The MBA students are some of the worst at the task. They’re looking for ‘optimal return on their investment’ of time and effort. They’re trying to create the best framework and only then are they willing to execute their plan.
Well, you can have the best strategy document, printed on premium 180GSM paper, dutifully bound. But if no one executes it? Your strategy becomes just an expensive door stop for your office.
The kindergarten children start with the marshmallow, and they build prototypes. They collaborate, they build more prototypes. It’s an iterative process. And with each version, kids get instant feedback about what works and what doesn’t work.
There are many parallels between child’s play and adult creativity for internal and external communicators.
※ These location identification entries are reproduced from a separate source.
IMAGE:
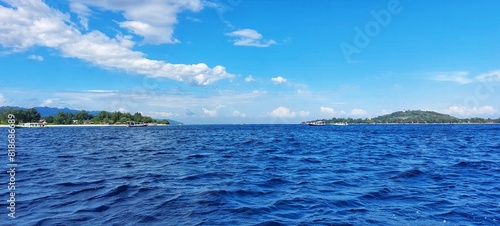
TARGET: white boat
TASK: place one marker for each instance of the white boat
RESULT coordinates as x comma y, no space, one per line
317,123
31,125
136,124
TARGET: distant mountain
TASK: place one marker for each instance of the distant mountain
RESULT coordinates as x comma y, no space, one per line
49,111
416,116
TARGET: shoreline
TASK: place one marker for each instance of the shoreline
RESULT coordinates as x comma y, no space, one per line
93,125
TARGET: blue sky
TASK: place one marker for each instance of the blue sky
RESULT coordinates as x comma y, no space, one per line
242,61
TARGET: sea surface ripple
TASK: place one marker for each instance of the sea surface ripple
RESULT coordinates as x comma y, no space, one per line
257,175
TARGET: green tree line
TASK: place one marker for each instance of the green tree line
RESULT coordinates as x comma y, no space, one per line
81,117
415,116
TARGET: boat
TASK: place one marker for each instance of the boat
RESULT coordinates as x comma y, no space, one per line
136,124
317,123
31,125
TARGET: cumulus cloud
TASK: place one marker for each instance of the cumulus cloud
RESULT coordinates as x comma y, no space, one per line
237,113
160,114
101,91
36,57
278,80
357,112
3,101
249,79
29,24
304,113
284,112
250,37
210,113
327,110
152,20
457,76
489,76
464,111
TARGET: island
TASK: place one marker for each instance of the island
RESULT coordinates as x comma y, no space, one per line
81,117
410,117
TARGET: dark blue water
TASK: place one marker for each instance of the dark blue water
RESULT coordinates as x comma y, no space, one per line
257,175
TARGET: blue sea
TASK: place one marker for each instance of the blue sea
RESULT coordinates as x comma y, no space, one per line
256,175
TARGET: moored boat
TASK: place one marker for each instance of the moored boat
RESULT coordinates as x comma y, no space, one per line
136,124
31,125
317,123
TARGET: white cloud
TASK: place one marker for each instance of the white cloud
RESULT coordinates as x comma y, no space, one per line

Communications plans need co-creation, collaboration and co-operation
Today’s successful communications plans are integrated communications plans. Plans which necessitate collaboration and co-creation. Where paid media sits cheek-by-jowl with earned media. Where content is created and shared with engaged publics who are pulled to an organisation’s owned media.
This means breaching the barricades. Smashing down the walls between public relations, marketing and advertising. Learning to creatively solve problems for our clients rather than promoting our own specialities to the exclusion of others.
SEE ALSO How to solve big questions asking one small question
To achieve this we can do worse than to develop our sense of curiosity and play. Play is a kind of grounded fantasy. It’s neither completely real nor completely fantastical. When my four-and-a-half-year-old daughter plays with her younger brother in a cardboard box the box changes at will instantly becoming a boat or a car, or a shop or just a box to store toys.
As communicators when we have one foot in reality and the other in fantasy the tension between the two can be very productive. In fact this is the basic principle behind many creative methods.
Just as I don’t tell my children: ‘it’s just a box; not a rocket ship’ at work a brainstorming session is a setting where unreal imagination is not just acceptable; but to be encouraged.
I wrote recently about solving big problems by asking one small question. Using the technique of repeating the question ‘why?’ to explore the context and depth of a problem. To generate and cluster possible solutions. Not jumping to the conclusion that the presenting symptoms are the core of the problem. Imagining perfect and perfectly horrendous future states adds to this process. Just asking wouldn’t it be wonderful if we could create a this … or wouldn’t it be awful if that happened … . Learning to unlearn, to re-imagine. To see through the eyes of a child again.